L'autre St Laurent m'a touché par son esthétique et son sens élégant du montage, les gros plans sur les costumes, les coups de ciseaux, les petites mains qui s'agitent dans l'atelier. Yves St Laurent, au coeur de cette ruche, règne en Maître d'art, mais son inspiration dépend de son mental et la période de sa vie dont a choisi de nous parler Bertrand Bonello n'est pas celle qui est la plus simple.
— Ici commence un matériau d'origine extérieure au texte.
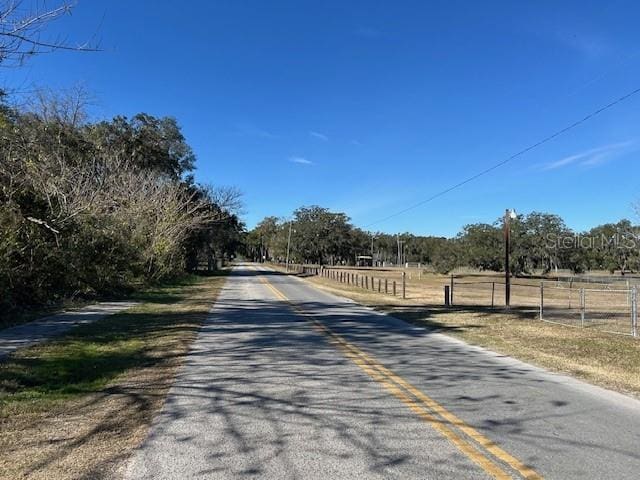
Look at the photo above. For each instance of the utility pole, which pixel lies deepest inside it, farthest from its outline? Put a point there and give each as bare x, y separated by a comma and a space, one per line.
288, 246
400, 250
508, 216
372, 237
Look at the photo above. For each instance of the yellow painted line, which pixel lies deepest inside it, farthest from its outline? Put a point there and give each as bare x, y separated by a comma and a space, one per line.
391, 382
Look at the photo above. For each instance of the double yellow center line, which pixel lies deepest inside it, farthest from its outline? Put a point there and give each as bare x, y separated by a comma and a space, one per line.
485, 453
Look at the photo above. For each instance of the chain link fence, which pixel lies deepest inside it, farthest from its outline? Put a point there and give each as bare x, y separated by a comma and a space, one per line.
608, 309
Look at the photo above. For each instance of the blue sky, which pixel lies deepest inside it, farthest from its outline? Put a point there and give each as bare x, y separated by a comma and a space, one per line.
370, 107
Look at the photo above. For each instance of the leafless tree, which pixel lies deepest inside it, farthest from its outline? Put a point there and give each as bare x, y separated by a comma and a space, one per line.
22, 26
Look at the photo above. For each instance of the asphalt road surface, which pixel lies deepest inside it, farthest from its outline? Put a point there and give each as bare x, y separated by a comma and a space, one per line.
46, 328
288, 382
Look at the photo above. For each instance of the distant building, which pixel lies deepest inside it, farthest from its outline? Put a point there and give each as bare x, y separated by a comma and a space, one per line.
364, 261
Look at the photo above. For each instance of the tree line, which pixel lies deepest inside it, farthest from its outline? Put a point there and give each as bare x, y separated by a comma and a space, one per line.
540, 243
98, 207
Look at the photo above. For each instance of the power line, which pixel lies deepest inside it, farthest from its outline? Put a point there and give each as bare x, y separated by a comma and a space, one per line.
512, 157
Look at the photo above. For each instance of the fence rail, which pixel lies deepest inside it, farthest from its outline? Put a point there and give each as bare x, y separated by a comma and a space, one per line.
606, 307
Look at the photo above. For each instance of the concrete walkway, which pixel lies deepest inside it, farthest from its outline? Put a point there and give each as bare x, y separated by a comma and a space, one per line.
38, 331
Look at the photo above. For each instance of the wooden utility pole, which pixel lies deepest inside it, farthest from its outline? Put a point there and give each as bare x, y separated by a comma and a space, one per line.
508, 215
288, 246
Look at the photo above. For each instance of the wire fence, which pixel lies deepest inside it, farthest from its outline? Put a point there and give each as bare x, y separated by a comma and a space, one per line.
611, 308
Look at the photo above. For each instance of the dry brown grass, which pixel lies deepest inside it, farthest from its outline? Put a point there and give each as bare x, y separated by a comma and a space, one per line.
86, 429
603, 359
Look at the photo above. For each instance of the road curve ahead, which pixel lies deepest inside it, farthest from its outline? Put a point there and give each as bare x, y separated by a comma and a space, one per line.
288, 382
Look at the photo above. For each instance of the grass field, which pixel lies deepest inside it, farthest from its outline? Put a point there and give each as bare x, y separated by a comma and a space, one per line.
607, 306
75, 407
607, 360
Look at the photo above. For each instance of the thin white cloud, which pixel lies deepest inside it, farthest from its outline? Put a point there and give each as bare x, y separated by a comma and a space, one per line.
591, 157
319, 136
300, 160
249, 130
367, 32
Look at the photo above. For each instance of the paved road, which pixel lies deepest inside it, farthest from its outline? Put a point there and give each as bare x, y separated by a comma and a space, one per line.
46, 328
288, 382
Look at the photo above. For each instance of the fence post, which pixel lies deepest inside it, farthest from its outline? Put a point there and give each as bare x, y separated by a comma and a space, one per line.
451, 291
404, 285
634, 311
493, 294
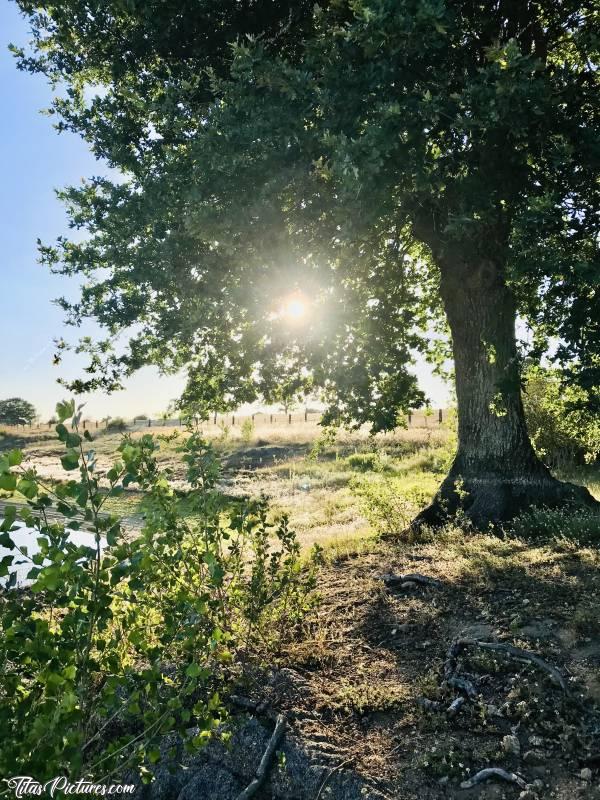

Il est déjà connu, ses collections plaisent et sont attendues mais l'artiste est en manque d'aventures, il s'ennuit et n'aspire qu'à une chose aimer et s'ennivrer du parfum vénéneux des amants d'un soir. Il fait alors la connaissance de Jacques de Bascher, dandy mondain, amant de Karl Lagerfeld et de bien d'autres...

C'est là que se séparent radicalement les deux films, le premier met en avant le couple officiel, St Laurent/Bergé, le second, plus subversif, évoque le couple illégitime St Laurent/de Bascher (Louis Garrel réalise une belle prestation).

L'autre grande différence, et c'est ici que l'on peut dire que le soutien de Pierre Bergé a influencé le cours des choses, c'est l'autorisation d'utiliser les créations de St Laurent. Bertrand Bonello n'a pas eu le droit de s'en servir. Il a dû faire refaire les costumes par des couturiers ce qui finalement a rendu les ateliers de couture représentés dans le film plus vivants et pour cela bravo, c'est du travail minutieux, de la haute couture! Mais, car il y a un mais, à trop vouloir nous donner "sa" vision de la vie de St Laurent, (le film est truffé de scènes parfois assez drôles et bien souvent inventées dont celle avec le chien de St Laurent) le réalisateur emmêle les fils du vrai et du faux. Yves St Laurent n'est plus une personne réelle mais un personnage de fiction, au final, on reste sur notre fin avec un costume trop grand pour nous, dommage!

En résumé, si vous souhaitez voir un biopic sur la vie de St Laurent, procurez-vous le dvd du film de Jalil Lespert (sorti le 8 Mai 2014). Si vous préférez voir une interprêtation plus personnelle allez voir celle de Bertrand Bonello (sortie du dvd en janvier 2015). Ce qu'il faut retenir ce sont les interprêtations bluffantes de Niney et Ulliel qui parviennent à s'approprier le rôle à la perfection, à ce niveau ce n'est plus de la composition, c'est du sur mesure. Yves St Laurent ne méritait pas moins!